When Gypsy was doling out the pairs — this time Shirts was paired with Supermanlegs who is quite a considerable ally. I was matched with a dude called Justin (pictured below) who I had never met before. Immediately I said to him that I had no interest in racing hard and we had no chance of winning (cause I suck) so he should just ride safe and have fun. And I meant that entirely at the time. Entirely. But when the race started my blood began sizzling with excitement and the prospect of adventure. And Justin was up to the task in the drama department. It was decided that he would ride first. And about that time I told him how I had won the first of these events. But no pressure!
THE RACE DETAILS
The four checkpoints were divied up amongst the first riders: So of the 9 that went out — 2.3 were going somewhere, 2.3 others the opposite direction and so on. I know that sounds a bit ridiculous — but it worked. Crucially, each checkpoint wasn’t as simple (distance or navigationally) as the other. So it didn’t matter who came back first to tag in their partner — that first rider might have scored an easy first checkpoint. So I wasn’t that worried when rider after rider came in and I just had to wait. But then when Pat (the only other rider left with me) got his tag and I was left there on my own I knew this was gonna be a slow night. I was philosophical. No big deal. You get a prize for dead last!
About 1 minute later Justin appeared and I got my manifest and I read the map upside down and luckily I was stuck at some lights and decided to check the map again. Then I smashed over the Victoria Bridge and gave Pat a hi-five as we passed on the bike path. Meanwhile he was heading back to the “Joynt” and I was still heading to the checkpoint. A few seconds later I was getting Bennett to sign my manifest and I was fanging it back. Somehow I managed to pick the best route and arrived home just as Pat did too.
Fast forward a bit and suddenly I am going off to my next checkpoint and again we were dead last. At this point I was just trying to get the race over so I could get on with my other commitments. So I hit it up to some random street in West End where Kat was checkpointing. I took an entirely stupidly long route but managed to take a very awesome route home and scored impossibly good lights and only had one ute and one set of pedestrians try to kill me.
Then Justin and I had our own checkpoint to do collectively and I “read” the map and “saw” the street (Cribb) but I didn’t quite understand exactly where the checkpoint was — I just guessed. And cause Cribb Street was my side of town I knew the best route (which happened to be the most boring) and we set off. At that point in my head I assumed we would be last but I thought maybe we could craw back some dignity and not have everyone back at the Joynt getting super fuzzy with booze and back-slapping wondering if we were dead and sending off a search party.
So over the Go-Between bridge we went on the bike-path side and I was about 20m ahead and then I overtake two guys and for some reason I thought they were in the race too. But then I hear this maddening scream and I come to a stop and look back and see Justin being cleaned up by one of them randomly turning off the bike path.
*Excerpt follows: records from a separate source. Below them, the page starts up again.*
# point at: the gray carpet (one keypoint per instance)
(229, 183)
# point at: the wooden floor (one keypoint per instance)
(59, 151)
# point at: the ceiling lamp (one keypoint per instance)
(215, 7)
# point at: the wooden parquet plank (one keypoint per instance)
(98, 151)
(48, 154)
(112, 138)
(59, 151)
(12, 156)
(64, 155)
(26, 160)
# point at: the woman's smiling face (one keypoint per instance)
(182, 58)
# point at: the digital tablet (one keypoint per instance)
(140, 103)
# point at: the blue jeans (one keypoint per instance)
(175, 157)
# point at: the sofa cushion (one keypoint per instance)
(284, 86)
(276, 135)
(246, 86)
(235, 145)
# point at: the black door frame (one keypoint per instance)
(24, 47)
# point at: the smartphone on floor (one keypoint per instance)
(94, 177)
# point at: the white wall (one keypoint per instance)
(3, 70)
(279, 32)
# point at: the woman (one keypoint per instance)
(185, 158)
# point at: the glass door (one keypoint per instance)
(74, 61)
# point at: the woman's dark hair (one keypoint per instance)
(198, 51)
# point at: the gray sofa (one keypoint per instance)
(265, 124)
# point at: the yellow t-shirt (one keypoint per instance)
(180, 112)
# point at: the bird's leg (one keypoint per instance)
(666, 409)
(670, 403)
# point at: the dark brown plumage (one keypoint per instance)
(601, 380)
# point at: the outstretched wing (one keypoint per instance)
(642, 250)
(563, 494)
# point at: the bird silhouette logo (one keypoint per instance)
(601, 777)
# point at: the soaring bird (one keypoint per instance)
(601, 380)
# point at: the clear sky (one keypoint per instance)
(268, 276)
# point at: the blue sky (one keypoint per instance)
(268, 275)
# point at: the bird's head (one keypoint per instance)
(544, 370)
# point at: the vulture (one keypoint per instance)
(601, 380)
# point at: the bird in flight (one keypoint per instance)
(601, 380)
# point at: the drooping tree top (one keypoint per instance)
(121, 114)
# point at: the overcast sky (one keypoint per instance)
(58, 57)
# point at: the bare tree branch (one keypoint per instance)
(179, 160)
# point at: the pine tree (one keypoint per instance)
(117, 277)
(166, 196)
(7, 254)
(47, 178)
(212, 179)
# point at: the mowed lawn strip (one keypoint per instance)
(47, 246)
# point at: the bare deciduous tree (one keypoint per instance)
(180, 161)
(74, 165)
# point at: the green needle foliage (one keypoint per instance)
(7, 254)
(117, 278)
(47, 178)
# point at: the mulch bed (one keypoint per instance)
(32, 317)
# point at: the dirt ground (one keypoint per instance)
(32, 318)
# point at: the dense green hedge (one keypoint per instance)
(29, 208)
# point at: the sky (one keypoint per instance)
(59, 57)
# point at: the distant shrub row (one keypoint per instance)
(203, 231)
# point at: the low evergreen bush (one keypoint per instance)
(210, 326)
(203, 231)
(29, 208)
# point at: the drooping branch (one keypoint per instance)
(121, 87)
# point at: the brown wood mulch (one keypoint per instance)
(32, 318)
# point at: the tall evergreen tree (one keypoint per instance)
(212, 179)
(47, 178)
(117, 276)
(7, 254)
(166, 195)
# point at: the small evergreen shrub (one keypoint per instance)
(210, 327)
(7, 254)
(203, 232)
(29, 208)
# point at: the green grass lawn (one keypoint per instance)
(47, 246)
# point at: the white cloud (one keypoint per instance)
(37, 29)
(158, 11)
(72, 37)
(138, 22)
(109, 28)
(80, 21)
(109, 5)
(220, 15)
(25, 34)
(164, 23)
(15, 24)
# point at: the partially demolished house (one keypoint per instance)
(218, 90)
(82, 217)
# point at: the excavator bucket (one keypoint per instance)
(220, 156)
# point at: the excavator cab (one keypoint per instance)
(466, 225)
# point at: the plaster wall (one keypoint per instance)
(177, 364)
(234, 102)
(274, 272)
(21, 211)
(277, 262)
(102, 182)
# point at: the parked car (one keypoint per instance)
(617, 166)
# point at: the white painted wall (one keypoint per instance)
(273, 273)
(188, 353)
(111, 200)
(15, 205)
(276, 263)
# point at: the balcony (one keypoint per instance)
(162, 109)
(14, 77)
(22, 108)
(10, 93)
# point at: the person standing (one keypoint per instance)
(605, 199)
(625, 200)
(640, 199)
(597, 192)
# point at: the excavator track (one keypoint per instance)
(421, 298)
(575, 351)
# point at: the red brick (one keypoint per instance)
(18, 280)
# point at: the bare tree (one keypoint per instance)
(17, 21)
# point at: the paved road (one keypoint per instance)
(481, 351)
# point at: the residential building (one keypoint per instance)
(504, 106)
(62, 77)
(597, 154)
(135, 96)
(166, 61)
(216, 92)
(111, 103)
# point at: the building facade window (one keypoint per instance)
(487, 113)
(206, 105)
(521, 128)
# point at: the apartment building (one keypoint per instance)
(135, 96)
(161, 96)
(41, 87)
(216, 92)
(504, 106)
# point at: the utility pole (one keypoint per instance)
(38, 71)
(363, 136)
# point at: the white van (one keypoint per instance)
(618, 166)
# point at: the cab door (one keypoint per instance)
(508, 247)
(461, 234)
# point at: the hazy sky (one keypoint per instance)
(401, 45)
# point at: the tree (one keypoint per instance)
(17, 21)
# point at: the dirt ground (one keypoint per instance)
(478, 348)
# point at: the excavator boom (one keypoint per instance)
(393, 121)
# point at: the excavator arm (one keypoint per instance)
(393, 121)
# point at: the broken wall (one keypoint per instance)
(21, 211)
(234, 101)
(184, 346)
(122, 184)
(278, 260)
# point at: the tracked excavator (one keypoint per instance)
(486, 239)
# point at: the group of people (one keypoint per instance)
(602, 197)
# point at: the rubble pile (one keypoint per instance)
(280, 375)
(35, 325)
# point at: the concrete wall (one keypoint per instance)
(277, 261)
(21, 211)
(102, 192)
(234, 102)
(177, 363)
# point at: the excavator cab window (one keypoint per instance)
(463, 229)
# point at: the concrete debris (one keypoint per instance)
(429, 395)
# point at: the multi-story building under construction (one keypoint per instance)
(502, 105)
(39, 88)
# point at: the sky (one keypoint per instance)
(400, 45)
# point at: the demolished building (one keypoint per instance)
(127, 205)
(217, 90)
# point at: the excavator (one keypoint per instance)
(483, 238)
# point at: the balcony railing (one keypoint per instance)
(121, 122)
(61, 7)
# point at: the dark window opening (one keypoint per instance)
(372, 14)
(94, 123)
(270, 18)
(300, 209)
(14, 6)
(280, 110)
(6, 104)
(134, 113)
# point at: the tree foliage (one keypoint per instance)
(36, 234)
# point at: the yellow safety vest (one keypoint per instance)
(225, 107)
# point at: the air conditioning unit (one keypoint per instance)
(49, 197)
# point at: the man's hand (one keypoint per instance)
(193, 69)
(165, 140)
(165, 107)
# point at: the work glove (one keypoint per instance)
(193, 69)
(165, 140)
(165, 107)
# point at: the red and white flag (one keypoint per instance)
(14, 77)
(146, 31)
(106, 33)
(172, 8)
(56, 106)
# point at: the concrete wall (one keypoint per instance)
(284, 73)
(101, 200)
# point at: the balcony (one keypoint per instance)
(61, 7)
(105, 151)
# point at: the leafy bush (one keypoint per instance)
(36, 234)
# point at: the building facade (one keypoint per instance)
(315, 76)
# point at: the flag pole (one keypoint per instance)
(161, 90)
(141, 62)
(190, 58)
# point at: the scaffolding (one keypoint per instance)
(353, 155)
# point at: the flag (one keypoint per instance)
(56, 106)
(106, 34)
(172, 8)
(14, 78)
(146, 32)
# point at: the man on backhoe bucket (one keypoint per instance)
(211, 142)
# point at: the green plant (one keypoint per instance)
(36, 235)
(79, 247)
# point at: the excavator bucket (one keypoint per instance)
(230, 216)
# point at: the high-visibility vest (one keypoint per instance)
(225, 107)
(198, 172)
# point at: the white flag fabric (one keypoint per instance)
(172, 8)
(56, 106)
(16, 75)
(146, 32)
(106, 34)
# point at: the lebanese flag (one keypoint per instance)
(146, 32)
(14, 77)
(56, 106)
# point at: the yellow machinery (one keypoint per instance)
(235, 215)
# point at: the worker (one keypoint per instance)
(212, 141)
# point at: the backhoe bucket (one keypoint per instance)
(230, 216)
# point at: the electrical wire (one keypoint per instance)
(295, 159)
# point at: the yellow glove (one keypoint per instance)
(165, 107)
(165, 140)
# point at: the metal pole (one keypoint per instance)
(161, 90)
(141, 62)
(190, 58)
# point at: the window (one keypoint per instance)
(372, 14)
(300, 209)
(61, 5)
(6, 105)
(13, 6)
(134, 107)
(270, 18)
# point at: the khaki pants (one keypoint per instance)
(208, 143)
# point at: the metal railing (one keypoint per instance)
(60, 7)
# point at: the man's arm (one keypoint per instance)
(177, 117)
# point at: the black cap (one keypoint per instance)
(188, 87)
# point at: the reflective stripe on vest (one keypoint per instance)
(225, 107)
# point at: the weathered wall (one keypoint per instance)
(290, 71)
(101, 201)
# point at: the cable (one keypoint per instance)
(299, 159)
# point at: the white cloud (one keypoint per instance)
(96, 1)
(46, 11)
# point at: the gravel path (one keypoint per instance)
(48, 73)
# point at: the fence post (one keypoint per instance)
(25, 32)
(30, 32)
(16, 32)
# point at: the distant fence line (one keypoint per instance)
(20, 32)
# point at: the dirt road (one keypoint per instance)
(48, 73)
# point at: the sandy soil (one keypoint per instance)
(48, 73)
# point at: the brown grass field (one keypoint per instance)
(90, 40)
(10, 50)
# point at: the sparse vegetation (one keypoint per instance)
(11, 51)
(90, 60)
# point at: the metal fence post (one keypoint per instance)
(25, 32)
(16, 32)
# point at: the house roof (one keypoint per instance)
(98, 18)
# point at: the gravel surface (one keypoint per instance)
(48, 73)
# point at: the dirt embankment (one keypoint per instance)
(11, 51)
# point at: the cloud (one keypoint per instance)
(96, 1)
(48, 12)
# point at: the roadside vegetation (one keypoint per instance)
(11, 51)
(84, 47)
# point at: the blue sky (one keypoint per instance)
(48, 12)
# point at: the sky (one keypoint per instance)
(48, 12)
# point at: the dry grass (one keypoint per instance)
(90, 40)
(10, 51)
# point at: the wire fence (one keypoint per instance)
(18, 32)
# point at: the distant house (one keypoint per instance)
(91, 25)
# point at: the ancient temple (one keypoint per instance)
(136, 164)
He has a low-speed fall and I swing back to check and by the time I am there he is back on his bike saying he is OK. (Later he would say the crash put his shoulder out. eek!)
So we continue on and through the underpass and suddenly there is Dayne and he gives us both a zip-tie. And at that point he says we are SECOND.
At that point the blood rushes to my head. “If we get second place that will be quite a tale. Quite.” So we ride on, backtracking our route and soon Gypsy is there and telling us we got second place. Amazing. Justin and I HI-FIVE and then I have to leave! As painful as it was ignoring that glory I had to get home and on to my nesxt adventure. But it was crazily cool to get that buzz that we had come second — and despite all that adversity. Wow. I felt quite amazing it should be said.
So a $45 cab ride later I was at Southside Tearoom. I did stop at the Joynt to get my bike lock and my dufflebag surprise present from BO GEAR! Awesome.